The Larese Group’s research Adsorption of Pentane and Hexane Thin Films on the Surface of Graphite(0001) was featured on the cover of The Journal of Physical Chemistry C.

Surface adsorption plays an important role in a variety of industrial and technological processes, especially in energy conversion, storage, and transformation. As a result, there is a growing need for advancing the current understanding of fundamental interactions that govern these types of processes.

This research characterizes the interaction of n-pentane and n-hexane with graphite using high-resolution volumetric adsorption isotherms along with molecular dynamic simulations. The thermodynamics of adsorption were obtained for n-pentane and n-hexane adsorbed on the basal plane of graphite in the temperature ranges 190–235 and 230–280 K, respectively, using high-resolution volumetric adsorption isotherms. These linear molecules exhibit a van der Waals interaction with the surface of graphite(0001) and yield an overall greater binding than on boron nitride and MgO(100).

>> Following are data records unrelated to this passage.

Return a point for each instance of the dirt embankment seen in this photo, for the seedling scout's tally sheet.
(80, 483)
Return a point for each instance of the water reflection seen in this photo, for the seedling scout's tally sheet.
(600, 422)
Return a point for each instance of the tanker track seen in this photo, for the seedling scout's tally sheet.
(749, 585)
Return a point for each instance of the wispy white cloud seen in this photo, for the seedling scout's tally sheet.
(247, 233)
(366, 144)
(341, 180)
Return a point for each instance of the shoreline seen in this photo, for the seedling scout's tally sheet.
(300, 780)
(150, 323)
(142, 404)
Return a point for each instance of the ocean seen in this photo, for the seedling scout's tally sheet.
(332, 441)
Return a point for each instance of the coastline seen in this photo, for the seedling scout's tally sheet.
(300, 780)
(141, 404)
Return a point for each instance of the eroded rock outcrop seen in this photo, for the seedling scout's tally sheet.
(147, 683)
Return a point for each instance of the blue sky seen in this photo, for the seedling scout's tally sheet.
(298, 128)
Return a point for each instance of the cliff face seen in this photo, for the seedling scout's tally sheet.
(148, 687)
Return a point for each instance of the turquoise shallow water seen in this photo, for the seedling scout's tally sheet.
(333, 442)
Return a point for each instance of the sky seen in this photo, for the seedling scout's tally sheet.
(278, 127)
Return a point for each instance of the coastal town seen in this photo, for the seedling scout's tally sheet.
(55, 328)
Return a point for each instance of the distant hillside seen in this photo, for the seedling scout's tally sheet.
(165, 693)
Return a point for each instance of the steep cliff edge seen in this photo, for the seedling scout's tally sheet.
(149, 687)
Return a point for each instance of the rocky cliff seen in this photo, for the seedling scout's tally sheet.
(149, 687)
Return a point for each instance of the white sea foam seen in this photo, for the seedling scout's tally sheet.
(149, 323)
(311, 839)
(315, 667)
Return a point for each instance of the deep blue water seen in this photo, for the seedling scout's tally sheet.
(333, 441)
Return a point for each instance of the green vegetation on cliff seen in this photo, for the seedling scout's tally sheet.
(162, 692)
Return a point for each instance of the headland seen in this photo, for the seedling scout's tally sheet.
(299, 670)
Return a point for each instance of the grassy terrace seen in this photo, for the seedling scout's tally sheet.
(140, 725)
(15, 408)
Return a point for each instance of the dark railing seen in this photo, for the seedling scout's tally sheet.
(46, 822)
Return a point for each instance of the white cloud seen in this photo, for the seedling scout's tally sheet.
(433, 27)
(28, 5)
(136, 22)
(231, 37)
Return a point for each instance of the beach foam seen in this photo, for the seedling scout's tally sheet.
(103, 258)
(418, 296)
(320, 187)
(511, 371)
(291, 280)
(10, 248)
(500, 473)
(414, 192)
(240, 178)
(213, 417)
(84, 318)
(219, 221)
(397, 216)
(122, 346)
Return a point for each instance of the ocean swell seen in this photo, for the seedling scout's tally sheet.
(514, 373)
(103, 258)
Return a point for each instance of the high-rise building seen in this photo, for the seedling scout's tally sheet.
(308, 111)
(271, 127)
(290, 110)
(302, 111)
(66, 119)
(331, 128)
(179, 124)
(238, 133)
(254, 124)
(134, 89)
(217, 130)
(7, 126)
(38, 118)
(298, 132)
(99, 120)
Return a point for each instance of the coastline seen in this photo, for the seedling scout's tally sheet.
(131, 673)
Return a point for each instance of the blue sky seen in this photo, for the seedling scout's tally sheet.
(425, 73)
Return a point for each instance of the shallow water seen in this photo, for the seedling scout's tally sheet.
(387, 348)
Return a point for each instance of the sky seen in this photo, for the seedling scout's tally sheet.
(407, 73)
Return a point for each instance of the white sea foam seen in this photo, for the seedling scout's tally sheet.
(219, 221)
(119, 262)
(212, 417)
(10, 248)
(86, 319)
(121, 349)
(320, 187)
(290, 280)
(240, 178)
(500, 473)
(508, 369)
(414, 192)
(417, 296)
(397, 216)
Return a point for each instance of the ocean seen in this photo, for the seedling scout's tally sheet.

The averaged areas per molecule calculated for the fluid monolayer phases were determined to be 52.03 and 61.35 Å² for pentane and hexane, respectively, which are in agreement with previous diffraction measurements performed for the monolayer solid. MD simulations were performed in order to provide additional microscopic insight.

Density profiles normal to the graphite substrate revealed that the stabilization of the layer nearest to the surface by the fluid multilayer exists for linear alkanes as small as pentane, however to a much lesser extent than that observed previously for adsorption on boron nitride and MgO. Intermolecular radial distribution functions and diffusion coefficients derived from the molecular trajectories suggest that a liquid crystal phase exists in the layer nearest the surface at temperatures well above the bulk triple-point temperatures.